Monday, February 15, 2010

Data Warehouse Architectures

Data warehouses and their architectures vary depending upon the specifics of an
organization's situation. Three common architectures are:

1. Data Warehouse Architecture (Basic)
2. Data Warehouse Architecture (with a Staging Area)
3. Data Warehouse Architecture (with a Staging Area and Data Marts)

Data Warehouse Architecture (Basic)
In Figure, the metadata and raw data of a traditional OLTP system is present, as
is an additional type of data, summary data. Summaries are very valuable in data
warehouses because they pre-compute long operations in advance. For example, a
typical data warehouse query is to retrieve something like August sales. A
summary in Oracle is called a materialized view.

Data Warehouse Architecture (with a Staging Area)


You need to clean and process your operational data before putting it
into the warehouse. You can do this programmatically, although most data
warehouses use a staging area instead. A staging area simplifies building
summaries and general warehouse management.
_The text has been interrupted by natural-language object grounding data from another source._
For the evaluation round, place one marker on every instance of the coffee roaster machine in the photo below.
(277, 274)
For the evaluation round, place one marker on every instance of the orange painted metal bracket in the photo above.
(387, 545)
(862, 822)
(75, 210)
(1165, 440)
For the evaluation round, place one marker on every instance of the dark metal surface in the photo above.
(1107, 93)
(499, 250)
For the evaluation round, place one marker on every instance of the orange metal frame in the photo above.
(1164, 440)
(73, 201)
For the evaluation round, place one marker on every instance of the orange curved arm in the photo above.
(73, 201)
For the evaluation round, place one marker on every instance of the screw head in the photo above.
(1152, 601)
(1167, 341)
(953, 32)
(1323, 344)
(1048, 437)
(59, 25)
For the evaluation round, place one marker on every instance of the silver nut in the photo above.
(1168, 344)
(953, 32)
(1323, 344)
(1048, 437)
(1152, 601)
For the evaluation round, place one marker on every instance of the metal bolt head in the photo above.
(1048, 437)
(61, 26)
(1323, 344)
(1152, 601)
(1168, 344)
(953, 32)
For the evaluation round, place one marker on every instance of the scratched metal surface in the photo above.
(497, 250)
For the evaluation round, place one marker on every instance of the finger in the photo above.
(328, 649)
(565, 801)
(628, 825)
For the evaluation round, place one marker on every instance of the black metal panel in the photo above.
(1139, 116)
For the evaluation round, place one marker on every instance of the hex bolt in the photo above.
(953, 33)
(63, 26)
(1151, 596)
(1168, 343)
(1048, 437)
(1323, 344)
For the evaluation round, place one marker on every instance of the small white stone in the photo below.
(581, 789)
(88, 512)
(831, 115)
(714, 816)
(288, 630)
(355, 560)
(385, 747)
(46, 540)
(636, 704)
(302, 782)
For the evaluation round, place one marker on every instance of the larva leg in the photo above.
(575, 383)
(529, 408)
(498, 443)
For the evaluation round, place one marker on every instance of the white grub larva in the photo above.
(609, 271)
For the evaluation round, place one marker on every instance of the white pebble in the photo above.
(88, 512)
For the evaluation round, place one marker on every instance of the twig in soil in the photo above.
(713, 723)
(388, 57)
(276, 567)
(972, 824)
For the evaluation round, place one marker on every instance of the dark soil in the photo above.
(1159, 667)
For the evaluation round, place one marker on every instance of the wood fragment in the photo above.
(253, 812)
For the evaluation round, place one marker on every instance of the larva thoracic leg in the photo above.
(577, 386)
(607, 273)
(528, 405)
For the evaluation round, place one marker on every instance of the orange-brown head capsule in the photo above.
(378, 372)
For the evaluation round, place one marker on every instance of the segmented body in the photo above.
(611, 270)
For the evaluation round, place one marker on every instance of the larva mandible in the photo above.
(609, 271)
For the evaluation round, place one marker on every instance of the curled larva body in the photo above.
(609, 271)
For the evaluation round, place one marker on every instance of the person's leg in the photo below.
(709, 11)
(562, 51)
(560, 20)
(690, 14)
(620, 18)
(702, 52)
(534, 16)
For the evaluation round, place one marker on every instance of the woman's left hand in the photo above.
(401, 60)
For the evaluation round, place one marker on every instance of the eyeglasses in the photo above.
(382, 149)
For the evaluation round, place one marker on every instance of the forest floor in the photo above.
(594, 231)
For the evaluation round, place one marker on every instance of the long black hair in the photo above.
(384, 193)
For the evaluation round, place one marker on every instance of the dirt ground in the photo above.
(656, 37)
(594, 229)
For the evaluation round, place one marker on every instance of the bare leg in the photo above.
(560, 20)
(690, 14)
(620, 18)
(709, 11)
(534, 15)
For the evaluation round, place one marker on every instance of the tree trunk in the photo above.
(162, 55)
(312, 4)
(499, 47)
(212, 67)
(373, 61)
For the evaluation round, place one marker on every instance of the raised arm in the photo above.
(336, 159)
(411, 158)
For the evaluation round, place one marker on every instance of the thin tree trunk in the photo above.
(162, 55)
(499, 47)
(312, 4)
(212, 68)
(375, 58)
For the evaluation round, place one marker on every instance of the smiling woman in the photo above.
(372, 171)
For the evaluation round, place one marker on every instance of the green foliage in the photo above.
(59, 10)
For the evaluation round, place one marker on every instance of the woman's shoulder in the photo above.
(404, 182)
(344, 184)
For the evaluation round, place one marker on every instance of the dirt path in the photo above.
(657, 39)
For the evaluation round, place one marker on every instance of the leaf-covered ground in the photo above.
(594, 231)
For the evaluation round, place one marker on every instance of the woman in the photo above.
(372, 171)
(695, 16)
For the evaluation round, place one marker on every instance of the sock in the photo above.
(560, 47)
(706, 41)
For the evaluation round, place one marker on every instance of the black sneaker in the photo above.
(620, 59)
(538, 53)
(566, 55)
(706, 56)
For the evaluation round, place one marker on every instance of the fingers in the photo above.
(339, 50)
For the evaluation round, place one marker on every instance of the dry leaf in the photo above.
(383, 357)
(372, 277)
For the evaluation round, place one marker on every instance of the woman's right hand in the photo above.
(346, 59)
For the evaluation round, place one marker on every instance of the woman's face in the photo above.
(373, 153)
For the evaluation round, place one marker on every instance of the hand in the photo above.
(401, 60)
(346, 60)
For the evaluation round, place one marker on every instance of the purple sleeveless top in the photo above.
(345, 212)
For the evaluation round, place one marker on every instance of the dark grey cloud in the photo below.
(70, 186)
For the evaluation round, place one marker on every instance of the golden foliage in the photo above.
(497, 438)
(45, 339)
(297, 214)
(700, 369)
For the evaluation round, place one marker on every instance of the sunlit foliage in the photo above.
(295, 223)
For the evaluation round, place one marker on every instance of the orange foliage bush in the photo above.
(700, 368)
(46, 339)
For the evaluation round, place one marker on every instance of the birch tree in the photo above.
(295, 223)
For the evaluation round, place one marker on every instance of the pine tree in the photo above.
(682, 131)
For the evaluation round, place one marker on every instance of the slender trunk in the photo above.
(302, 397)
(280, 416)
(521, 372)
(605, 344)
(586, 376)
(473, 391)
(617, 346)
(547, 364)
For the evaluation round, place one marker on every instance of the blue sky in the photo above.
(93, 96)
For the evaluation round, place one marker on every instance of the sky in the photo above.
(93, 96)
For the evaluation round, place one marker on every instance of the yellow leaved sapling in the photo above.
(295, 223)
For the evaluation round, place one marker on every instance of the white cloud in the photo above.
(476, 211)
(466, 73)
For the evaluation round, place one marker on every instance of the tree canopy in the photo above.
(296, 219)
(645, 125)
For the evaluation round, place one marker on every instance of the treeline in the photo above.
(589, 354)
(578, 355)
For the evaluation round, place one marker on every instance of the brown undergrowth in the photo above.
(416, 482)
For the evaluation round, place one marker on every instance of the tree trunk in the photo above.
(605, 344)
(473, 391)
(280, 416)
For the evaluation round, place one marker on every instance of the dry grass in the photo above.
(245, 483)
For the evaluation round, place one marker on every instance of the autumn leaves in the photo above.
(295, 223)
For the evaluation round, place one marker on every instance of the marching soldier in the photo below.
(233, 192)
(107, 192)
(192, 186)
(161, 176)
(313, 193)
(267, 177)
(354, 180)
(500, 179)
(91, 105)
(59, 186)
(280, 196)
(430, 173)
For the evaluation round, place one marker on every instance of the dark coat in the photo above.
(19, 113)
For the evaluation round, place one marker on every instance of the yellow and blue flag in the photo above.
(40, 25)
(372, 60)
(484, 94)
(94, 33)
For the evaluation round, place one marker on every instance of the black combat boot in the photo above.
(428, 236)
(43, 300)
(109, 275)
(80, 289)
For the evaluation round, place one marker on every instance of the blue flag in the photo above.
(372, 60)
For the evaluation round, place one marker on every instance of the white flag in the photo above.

Data Warehouse Architecture (with a Staging Area and Data Marts)

You may want to customize your warehouse’s architecture for different groups within your
organization. You can do this by adding data marts, which are systems designed for
a particular line of business. Above figure illustrates an example where purchasing,
sales, and inventories are separated. In this example, a financial analyst might want
to analyze historical data for purchases and sales.

Tuesday, February 2, 2010

Difference between OLTP and Data Warehouse

One major difference between the types of system is that data warehouses are not
usually in third normal form (3NF), a type of data normalization common in OLTP
environments.
Following figure illustrates key differences between an OLTP system and a data
warehouse.

Basic Concepts:

This section introduces basic data warehousing concepts:

What is a Data Warehouse?
A data warehouse is a relational database that is designed for query and analysis rather than for transaction processing. It usually contains historical data derived from transaction data, but it can include data from other sources. It separates analysis workload from transaction workload and enables an organization to consolidate data from several sources.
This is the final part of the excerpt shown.